Nun denn, eine gewisse Ironie steckt auch in meinem Beitrag. Wir brauchen neben den Emotions auch noch Ironicons - das wäre mal ein Grund, eine neue Internet Revolution einzuleiten. Trotzdem wollte ich darauf hinweisen, dass es auch alte Gentoo - Säcke geben kann.

----------

## beejay

Nein, ich werde nicht mehr zurückkommen. Ich habe die Vorzüge des wahren Lebens einfach zu sehr schätzen gelernt. Ich möchte Computer heute einfach nur noch benutzen, basteln (egal ob Hardware oder Software) ist für mich nicht mehr das Grösste  :Smile: 

Meine letzte aktiv benutzte Gentoo-Installation wurde Mitte 2008 im Rahmen eines Festplattencrashs zerstört und mangels Zeit und Lust auch nicht wieder neu aufgesetzt (das war etwa zu der Zeit, als ich auch aktiver Internetverweigerer war). Die anderen Installationen starben mit den Rechnern, die bei einem Brand vernichtet wurden. In der Zeit ohne Gentoo benutzte ich tatsächlich Windows oder eben MacOS. Und wenn ich doch ein Linux brauchte, dann war es Ubuntu: eine kleine Parallelinstallation auf meinem Desktop-Computer. Heute gibt es nur noch MacOS, denn ausser einem Macbook Pro besitze ich keinen Rechner mehr.

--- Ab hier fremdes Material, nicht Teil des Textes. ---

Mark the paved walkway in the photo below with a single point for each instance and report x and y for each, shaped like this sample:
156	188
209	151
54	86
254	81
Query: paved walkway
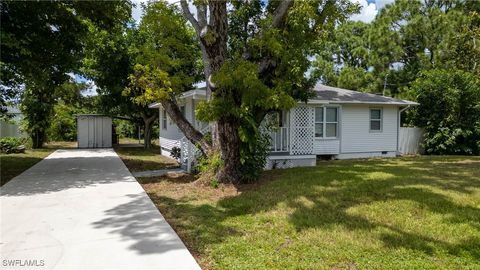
157	172
82	209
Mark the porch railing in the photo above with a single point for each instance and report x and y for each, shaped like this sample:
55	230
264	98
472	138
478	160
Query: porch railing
280	139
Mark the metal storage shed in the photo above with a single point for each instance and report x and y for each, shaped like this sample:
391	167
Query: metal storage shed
94	131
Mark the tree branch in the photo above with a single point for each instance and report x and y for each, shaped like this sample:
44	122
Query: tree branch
192	134
279	16
189	16
202	15
280	13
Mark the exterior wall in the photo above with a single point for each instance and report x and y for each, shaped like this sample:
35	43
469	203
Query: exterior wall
366	155
326	147
170	136
410	140
94	131
356	137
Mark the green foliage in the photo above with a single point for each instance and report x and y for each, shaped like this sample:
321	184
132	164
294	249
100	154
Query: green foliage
9	145
253	156
210	165
43	41
176	152
406	38
449	111
166	55
126	129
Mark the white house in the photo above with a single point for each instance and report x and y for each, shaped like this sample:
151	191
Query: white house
336	123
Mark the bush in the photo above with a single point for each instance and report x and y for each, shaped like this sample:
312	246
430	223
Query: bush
176	152
449	111
253	156
10	145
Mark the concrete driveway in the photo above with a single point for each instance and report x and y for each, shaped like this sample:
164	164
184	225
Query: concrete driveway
82	209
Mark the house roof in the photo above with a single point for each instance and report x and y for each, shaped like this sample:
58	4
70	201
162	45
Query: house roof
324	95
329	94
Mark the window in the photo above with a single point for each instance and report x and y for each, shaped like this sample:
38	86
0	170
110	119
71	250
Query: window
331	122
326	122
164	119
376	119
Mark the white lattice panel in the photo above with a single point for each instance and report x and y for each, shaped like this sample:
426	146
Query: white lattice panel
302	130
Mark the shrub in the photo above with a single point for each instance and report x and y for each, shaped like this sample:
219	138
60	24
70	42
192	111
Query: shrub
449	111
176	153
10	145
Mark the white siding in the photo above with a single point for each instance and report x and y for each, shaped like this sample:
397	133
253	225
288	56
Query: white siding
410	140
94	131
326	147
356	136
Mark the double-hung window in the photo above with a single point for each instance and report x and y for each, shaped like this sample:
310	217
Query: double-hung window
164	119
376	119
326	122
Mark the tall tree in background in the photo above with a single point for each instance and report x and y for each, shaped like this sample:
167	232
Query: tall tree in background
41	43
167	59
406	38
254	61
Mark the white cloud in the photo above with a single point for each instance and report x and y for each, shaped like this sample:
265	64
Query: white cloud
368	11
137	11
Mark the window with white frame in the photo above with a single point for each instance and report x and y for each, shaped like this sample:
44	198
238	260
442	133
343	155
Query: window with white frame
326	122
376	119
164	119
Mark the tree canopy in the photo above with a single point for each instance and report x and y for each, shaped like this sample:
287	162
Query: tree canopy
42	42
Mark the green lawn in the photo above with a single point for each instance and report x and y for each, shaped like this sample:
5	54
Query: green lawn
406	213
139	159
12	165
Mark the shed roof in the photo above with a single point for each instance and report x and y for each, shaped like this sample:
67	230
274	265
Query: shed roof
339	95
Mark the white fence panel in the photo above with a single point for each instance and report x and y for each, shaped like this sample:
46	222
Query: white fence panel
410	139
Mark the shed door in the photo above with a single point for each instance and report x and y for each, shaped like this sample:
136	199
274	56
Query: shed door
91	132
98	132
82	132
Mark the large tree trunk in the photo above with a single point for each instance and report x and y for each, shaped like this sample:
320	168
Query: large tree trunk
229	141
213	38
186	127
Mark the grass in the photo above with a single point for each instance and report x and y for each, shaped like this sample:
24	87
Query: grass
139	159
12	165
406	213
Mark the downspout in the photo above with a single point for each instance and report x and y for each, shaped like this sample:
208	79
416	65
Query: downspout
398	125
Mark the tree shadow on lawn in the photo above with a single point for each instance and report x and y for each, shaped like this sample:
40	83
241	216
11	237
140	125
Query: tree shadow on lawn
331	189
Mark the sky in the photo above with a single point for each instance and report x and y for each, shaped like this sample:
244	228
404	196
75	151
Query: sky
369	9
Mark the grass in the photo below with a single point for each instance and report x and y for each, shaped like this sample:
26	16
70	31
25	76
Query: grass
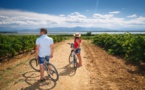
7	72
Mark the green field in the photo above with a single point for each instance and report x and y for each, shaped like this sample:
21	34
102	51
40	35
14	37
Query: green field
131	46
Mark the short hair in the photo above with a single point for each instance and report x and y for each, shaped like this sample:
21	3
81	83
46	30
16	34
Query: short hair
44	30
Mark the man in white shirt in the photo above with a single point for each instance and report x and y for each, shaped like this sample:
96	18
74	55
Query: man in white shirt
44	50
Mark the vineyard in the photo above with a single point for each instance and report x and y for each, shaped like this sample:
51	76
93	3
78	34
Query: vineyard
11	45
131	47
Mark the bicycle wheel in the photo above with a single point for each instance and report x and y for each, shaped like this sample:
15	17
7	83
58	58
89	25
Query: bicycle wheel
75	64
34	64
70	58
52	72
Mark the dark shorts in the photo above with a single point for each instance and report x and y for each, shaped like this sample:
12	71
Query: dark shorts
78	50
42	59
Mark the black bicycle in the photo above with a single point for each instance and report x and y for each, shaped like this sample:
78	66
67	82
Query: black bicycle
49	68
72	57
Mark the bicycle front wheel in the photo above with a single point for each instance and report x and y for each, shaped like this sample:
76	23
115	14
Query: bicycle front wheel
34	64
52	72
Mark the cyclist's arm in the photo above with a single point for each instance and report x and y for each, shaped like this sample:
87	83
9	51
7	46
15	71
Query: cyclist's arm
37	50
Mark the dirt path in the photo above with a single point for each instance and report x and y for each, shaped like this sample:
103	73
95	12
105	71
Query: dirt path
100	71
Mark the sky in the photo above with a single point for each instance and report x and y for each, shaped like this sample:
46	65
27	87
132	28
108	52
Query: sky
110	14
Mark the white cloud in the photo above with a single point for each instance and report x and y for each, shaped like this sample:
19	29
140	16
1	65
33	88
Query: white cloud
31	20
115	12
132	16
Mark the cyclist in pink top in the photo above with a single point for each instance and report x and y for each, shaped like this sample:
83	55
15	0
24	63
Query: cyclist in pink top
77	49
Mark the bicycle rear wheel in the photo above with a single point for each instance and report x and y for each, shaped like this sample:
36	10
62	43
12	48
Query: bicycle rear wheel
52	72
70	60
34	64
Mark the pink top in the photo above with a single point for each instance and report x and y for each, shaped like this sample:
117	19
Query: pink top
76	43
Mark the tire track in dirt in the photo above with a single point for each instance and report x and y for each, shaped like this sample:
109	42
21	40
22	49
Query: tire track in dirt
100	71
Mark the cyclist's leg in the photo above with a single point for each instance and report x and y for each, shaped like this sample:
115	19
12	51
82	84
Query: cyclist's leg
78	53
41	61
47	59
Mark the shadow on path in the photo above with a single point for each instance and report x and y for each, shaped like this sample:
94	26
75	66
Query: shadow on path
67	70
31	78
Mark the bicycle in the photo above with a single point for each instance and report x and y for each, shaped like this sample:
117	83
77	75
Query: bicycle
72	57
48	67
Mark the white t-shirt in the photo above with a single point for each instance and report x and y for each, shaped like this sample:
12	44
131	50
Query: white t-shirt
44	43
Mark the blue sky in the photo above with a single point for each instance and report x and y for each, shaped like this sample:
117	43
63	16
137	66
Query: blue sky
33	14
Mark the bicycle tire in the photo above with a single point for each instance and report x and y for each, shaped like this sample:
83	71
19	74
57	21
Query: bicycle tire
34	61
55	71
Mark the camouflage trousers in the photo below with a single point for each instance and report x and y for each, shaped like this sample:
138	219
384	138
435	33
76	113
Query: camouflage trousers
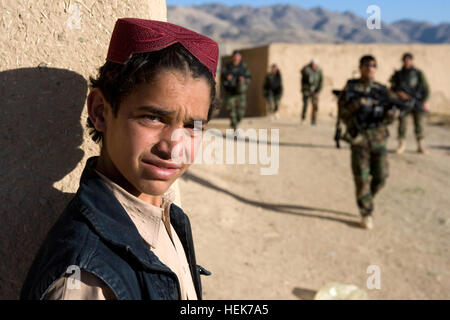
272	101
370	171
418	126
315	106
236	105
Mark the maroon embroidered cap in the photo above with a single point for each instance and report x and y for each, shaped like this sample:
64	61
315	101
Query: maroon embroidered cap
132	35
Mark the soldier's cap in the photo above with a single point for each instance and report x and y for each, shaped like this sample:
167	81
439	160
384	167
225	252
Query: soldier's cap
407	55
132	35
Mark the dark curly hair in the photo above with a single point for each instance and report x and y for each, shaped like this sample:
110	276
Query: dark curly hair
116	80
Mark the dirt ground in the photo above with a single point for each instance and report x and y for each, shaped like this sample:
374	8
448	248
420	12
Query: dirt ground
285	236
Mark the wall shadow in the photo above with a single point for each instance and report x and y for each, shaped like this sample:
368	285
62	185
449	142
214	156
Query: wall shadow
280	208
281	144
40	138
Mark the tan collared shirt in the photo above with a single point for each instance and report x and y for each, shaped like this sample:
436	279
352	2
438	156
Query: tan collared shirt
153	224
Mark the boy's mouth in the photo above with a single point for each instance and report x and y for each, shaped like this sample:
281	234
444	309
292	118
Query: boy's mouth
161	169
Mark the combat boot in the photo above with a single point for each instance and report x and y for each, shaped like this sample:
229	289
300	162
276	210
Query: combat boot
420	147
401	146
367	222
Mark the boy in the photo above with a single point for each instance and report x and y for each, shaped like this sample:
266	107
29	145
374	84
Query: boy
121	234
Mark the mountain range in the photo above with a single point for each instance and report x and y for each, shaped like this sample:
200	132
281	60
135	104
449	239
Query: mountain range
293	24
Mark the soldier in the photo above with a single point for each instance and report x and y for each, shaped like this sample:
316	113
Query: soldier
311	86
236	78
273	89
411	85
366	130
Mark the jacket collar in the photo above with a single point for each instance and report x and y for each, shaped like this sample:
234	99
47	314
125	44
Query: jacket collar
110	220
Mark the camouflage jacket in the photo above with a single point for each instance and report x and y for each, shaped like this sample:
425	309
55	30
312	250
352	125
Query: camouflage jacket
412	81
311	79
234	86
350	112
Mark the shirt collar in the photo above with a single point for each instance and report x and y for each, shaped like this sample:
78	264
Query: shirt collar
109	219
145	216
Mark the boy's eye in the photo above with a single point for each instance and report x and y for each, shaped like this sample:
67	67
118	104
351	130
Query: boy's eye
152	118
194	128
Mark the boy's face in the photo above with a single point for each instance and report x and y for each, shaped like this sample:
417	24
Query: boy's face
138	140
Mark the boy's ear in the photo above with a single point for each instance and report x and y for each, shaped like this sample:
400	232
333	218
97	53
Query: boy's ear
97	108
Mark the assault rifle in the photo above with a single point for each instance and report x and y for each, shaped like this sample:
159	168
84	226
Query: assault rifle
370	116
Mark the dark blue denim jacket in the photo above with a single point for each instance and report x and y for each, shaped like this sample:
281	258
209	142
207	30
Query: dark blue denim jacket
95	234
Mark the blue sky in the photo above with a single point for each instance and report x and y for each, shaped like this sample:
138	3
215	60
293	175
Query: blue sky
434	11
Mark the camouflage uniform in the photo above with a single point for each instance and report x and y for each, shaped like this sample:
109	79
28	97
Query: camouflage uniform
235	91
273	90
311	86
368	144
413	81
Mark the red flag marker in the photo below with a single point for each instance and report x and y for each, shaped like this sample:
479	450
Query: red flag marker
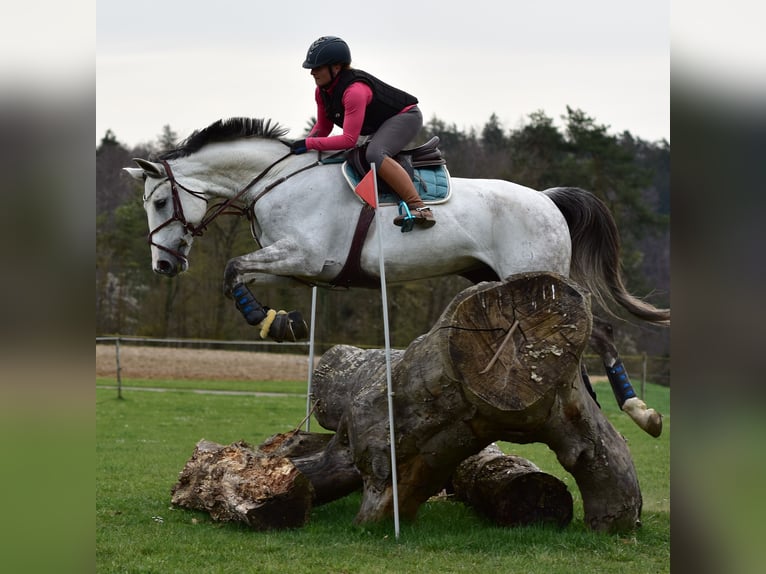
366	189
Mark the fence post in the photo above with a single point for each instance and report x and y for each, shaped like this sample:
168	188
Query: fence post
643	376
119	376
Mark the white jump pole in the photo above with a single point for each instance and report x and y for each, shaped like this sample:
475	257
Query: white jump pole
384	301
311	357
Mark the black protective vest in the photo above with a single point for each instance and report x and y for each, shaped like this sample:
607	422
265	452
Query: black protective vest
387	101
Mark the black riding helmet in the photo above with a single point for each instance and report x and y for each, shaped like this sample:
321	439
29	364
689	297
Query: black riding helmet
326	51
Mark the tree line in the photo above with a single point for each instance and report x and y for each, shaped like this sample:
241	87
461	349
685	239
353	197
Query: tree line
630	174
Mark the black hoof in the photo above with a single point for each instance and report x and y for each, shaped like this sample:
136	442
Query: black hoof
251	310
288	327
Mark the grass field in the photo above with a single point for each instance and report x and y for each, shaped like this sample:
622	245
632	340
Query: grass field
144	440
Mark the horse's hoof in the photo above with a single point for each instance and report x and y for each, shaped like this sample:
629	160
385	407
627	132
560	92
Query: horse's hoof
654	423
298	325
280	327
288	327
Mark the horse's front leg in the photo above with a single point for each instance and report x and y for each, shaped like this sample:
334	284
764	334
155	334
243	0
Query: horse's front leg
602	341
276	263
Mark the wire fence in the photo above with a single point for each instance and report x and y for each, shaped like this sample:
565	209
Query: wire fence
641	368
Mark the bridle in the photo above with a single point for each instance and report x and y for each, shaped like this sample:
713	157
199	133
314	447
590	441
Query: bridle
218	209
210	214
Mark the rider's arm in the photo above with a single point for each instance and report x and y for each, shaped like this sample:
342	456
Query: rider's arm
355	100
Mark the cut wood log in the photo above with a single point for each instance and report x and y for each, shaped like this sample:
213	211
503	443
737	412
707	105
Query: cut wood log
501	363
235	483
509	490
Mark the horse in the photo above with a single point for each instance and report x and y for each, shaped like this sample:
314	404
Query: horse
301	210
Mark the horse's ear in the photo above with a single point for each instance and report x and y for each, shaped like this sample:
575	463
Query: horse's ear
135	173
150	168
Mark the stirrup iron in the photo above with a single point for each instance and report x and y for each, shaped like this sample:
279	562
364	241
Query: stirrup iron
409	220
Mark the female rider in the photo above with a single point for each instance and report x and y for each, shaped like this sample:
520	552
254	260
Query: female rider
362	104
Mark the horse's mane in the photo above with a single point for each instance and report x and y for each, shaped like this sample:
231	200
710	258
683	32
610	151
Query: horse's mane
226	130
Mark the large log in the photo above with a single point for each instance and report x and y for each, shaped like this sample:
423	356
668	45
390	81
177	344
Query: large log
502	363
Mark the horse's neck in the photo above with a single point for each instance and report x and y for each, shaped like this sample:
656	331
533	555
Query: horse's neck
228	168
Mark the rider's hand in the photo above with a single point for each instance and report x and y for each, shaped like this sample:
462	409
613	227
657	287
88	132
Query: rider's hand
298	147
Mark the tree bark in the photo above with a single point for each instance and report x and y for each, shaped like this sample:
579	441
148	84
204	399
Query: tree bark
501	363
236	483
511	491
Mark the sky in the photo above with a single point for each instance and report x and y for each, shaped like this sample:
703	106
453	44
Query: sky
187	64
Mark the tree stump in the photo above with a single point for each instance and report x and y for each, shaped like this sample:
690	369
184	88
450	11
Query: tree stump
501	363
511	491
237	484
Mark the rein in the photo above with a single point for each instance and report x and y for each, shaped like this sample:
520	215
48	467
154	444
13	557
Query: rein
211	214
220	208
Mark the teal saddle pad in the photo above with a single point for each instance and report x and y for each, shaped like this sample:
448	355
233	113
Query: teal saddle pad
432	183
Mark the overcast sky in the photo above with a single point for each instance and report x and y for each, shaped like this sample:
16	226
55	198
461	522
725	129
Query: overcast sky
187	64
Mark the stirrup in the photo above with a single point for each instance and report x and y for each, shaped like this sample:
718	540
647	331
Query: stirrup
406	220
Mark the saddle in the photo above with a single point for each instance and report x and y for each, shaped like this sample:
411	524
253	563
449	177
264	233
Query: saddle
425	165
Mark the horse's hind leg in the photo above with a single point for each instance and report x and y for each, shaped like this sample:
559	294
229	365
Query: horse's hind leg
602	341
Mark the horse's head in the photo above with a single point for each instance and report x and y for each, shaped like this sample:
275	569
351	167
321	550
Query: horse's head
174	213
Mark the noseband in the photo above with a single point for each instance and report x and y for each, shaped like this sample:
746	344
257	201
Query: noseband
210	215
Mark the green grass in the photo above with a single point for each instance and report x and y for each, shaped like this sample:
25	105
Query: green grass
144	440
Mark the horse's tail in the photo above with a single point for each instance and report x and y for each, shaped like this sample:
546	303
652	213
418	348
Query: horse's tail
596	253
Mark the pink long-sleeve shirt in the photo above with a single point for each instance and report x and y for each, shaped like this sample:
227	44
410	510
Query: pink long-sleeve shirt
356	98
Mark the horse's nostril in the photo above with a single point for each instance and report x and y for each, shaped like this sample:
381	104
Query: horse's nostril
164	267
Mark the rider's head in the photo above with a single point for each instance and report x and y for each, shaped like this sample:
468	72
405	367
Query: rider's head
329	51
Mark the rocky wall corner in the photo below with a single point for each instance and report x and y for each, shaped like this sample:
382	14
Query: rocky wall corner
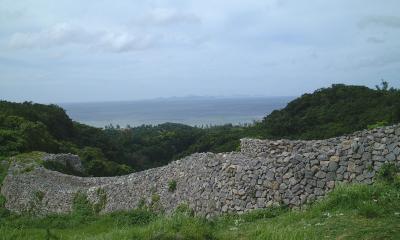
263	174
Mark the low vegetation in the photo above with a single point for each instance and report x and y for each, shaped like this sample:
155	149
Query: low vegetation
348	212
328	112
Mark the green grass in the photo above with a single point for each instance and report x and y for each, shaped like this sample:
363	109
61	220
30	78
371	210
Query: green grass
349	212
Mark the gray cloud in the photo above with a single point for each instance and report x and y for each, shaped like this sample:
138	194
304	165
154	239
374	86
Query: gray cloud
383	21
68	34
181	47
375	40
169	16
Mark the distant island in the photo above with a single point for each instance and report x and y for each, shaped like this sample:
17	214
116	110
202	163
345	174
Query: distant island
328	112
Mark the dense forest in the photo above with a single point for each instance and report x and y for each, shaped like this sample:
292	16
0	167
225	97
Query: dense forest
328	112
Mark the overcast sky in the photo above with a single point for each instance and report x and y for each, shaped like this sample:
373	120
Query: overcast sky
72	51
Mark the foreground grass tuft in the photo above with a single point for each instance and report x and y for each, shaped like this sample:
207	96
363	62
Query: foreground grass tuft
348	212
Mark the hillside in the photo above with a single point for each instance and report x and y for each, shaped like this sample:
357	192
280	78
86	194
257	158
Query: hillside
333	111
328	112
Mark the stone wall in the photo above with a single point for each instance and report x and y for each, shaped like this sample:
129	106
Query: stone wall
264	173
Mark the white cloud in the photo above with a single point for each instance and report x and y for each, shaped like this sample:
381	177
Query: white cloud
385	21
68	34
169	16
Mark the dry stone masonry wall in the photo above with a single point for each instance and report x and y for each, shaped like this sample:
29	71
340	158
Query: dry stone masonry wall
263	174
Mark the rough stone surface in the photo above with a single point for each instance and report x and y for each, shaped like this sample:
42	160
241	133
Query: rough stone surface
265	173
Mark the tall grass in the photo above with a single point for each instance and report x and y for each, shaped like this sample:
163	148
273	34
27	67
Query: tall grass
348	212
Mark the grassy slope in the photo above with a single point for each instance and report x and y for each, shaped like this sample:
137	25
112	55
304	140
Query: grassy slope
349	212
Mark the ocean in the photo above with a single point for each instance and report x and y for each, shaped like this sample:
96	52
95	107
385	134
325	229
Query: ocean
194	111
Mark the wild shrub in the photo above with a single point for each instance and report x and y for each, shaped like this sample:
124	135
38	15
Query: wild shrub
172	185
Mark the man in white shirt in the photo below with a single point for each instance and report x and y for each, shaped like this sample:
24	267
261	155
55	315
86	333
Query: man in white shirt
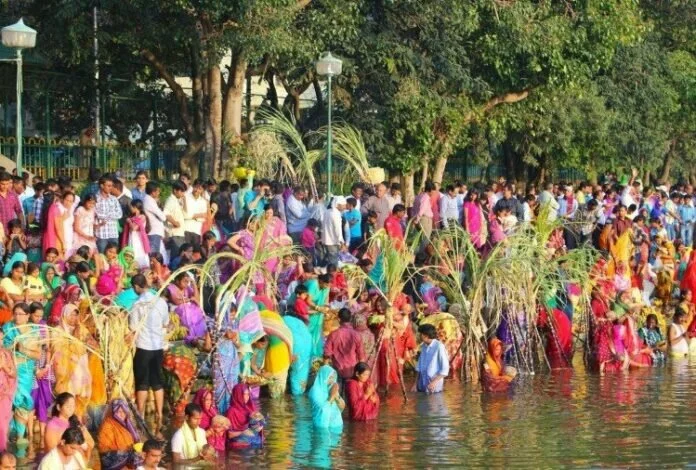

Ich für meinen Teil habe meine Erfahrungen im Open-Source-Bereich gemacht. Für mich wäre es nichts mehr, nur noch mit sehr, sehr, sehr lockeren Bedingungen und ohne dass ich zu viel Verantwortungsgefühl verspüren dürfte. Ich sitze beruflich 8 bis 9 Stunden vor dem Computer (In-House-Softwaredevelopment - tolles Denglisches Wort  :Wink:  ) und möchte zu Feierabend einfach abschalten können.

----------

## cryptosteve

Tja, aus "Kindern" werden Leute (nur bei mir hat's irgendwie nicht funktioniert).

Dir auf jeden Fall alles Gute für die Zukunft und trotzdem danke, dass Du mal wieder reingeschaut und ein Lebenszeichen gegeben hast.

----------